Pellinore nodded sadly. “Very true,” he sighed. “I think the best of my horse-riding days lie behind me.”

He took a long draught of wine, smacking his lips noisily before his gaze landed once again on Arthur, who was absently scratching one of the dogs behind the ears. “And as I heard it, you’re becoming quite the horseman yourself, Artos.”

“Erm,” replied Arthur, too well-mannered to correct Pellinore on his name. “I don’t know about that…”

“Both Kay and _Arthur_ are fair riders,” Priscilla interrupted for him. “But only Arthur can tell you the breed and age of a courser just by looking at it, as well as how many miles its travelled and how much longer it’s got to live.”

Pellinore looked impressed while Arthur blushed. “A worthy skill,” he commented. “My Elaine would be pleased to hear that. She’s very fond of horses.”

“You didn’t bring her with you?” asked Kay loudly.

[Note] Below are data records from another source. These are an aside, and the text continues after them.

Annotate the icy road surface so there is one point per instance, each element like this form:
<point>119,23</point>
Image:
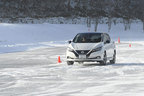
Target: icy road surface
<point>36,73</point>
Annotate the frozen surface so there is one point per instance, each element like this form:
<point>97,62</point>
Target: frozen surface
<point>37,73</point>
<point>21,37</point>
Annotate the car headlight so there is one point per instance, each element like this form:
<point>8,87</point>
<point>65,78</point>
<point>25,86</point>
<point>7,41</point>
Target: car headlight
<point>70,49</point>
<point>97,49</point>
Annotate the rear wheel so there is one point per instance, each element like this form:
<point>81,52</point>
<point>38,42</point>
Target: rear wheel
<point>104,62</point>
<point>70,62</point>
<point>114,59</point>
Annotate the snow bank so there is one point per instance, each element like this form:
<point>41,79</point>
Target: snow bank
<point>21,37</point>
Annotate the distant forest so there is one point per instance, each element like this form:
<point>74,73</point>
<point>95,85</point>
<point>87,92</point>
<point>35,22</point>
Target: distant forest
<point>126,9</point>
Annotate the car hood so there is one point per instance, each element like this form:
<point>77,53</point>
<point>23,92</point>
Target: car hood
<point>85,46</point>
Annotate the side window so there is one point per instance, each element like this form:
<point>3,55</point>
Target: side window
<point>108,37</point>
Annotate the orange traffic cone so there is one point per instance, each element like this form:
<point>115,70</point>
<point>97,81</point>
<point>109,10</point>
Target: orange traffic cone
<point>129,45</point>
<point>59,60</point>
<point>119,40</point>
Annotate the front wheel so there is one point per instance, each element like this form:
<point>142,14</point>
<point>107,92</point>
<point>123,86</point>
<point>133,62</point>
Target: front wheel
<point>70,62</point>
<point>104,62</point>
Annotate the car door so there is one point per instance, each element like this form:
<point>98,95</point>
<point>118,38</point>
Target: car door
<point>108,45</point>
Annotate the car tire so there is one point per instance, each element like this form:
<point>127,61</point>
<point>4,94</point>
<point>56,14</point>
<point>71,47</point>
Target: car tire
<point>104,62</point>
<point>70,62</point>
<point>113,61</point>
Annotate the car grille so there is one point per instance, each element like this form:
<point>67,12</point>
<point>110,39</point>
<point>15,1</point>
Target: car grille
<point>82,52</point>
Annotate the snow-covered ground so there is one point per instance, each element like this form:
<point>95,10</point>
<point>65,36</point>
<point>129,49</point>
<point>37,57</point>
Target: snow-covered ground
<point>37,73</point>
<point>21,37</point>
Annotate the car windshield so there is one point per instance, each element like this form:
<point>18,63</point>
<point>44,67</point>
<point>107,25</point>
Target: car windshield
<point>87,38</point>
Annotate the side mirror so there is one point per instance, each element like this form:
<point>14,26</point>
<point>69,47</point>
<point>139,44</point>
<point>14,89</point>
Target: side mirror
<point>108,41</point>
<point>69,42</point>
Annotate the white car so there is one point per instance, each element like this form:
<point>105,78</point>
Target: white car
<point>91,47</point>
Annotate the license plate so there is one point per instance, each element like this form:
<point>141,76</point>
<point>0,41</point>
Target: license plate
<point>82,56</point>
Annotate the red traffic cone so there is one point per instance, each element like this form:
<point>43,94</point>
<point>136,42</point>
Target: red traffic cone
<point>129,45</point>
<point>119,40</point>
<point>59,60</point>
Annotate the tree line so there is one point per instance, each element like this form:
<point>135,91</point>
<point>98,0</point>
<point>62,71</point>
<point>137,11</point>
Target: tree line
<point>126,9</point>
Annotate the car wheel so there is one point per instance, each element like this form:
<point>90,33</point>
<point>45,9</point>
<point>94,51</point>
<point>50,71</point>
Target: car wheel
<point>114,59</point>
<point>104,62</point>
<point>70,62</point>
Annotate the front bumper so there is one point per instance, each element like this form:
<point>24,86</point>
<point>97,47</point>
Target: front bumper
<point>93,57</point>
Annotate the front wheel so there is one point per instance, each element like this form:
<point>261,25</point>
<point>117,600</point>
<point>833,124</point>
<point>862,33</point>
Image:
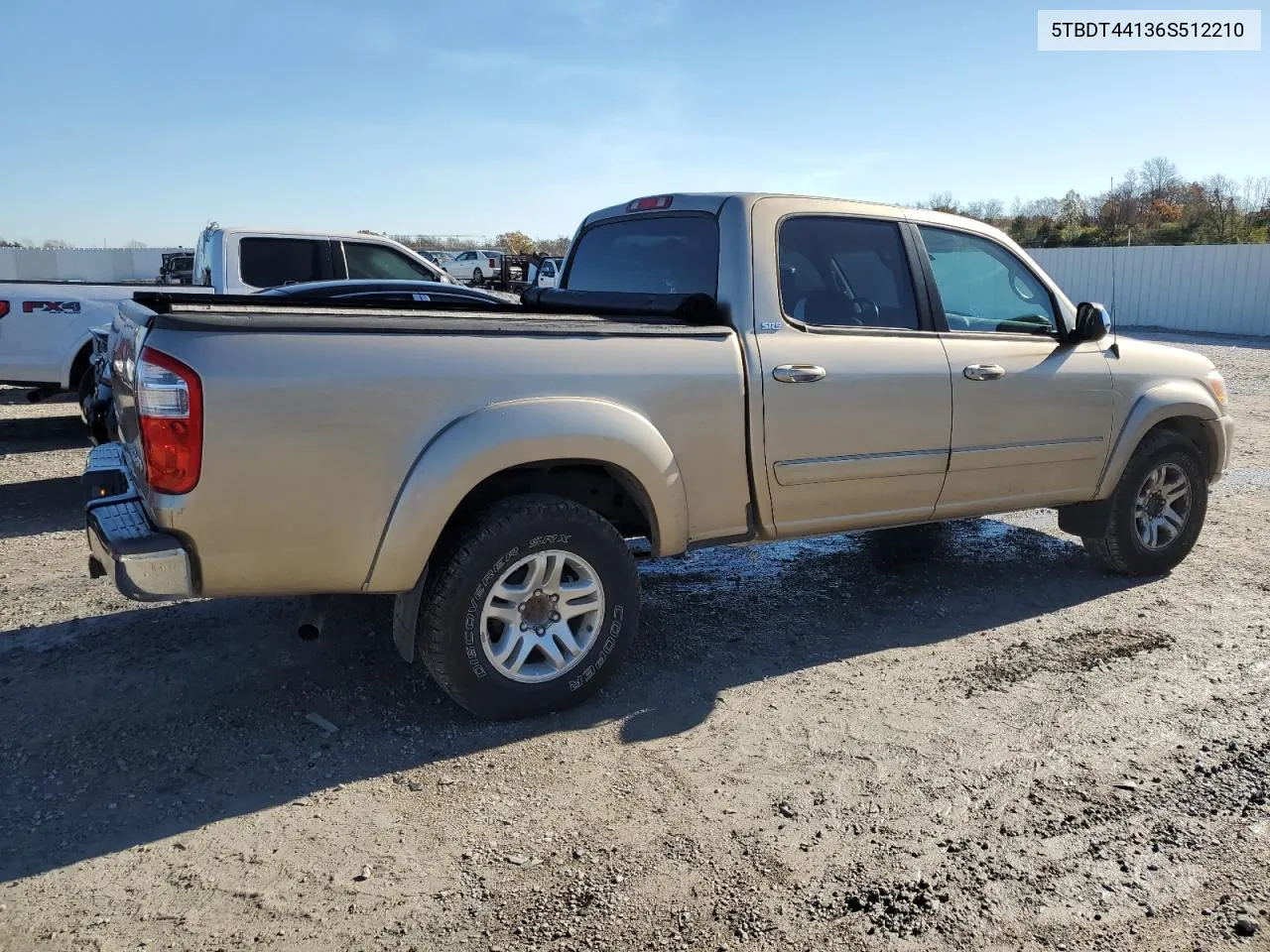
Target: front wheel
<point>531,611</point>
<point>1157,509</point>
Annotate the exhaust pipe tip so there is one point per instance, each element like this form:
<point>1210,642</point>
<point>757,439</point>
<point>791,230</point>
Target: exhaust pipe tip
<point>313,617</point>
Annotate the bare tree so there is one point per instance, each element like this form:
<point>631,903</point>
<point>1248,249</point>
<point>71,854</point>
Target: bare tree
<point>1160,178</point>
<point>988,209</point>
<point>1255,195</point>
<point>1222,217</point>
<point>942,202</point>
<point>556,246</point>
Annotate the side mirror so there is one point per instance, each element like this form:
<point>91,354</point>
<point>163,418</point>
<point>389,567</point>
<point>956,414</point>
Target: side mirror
<point>1092,322</point>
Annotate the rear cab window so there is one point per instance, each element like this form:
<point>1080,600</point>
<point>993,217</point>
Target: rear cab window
<point>846,272</point>
<point>367,261</point>
<point>270,262</point>
<point>656,254</point>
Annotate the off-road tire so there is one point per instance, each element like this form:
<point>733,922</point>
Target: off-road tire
<point>448,635</point>
<point>1119,547</point>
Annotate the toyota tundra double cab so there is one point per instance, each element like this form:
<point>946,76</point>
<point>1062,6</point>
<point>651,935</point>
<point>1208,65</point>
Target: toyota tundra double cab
<point>714,368</point>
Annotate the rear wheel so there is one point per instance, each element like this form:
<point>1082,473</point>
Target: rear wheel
<point>1157,509</point>
<point>531,611</point>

Priscilla sent Kay a dark look. Pellinore however only shook his head ruefully. “No, no,” he said with a smile that was almost apologetic. “Not that she couldn’t manage the journey…would probably have been much better suited for it than I am…but there’d have been very little to entertain her in Londinium. It’s no shopping trip I’m down for, as your good husband is no doubt well aware.”

“Mmm,” responded Priscilla through pursed lips. “No doubt. Speaking of, where the devil is that man?”

She glanced around the room as if expecting Ector to leap out of one of the tapestries. Instead of her husband however, a second later a servant appeared at the door, nodding deferentially toward Priscilla.

“Dinner my lady,” he announced.

“Excellent,” replied Priscilla briskly, jumping up at once and turning to address Pellinore. “If you’d be so kind as to follow me.”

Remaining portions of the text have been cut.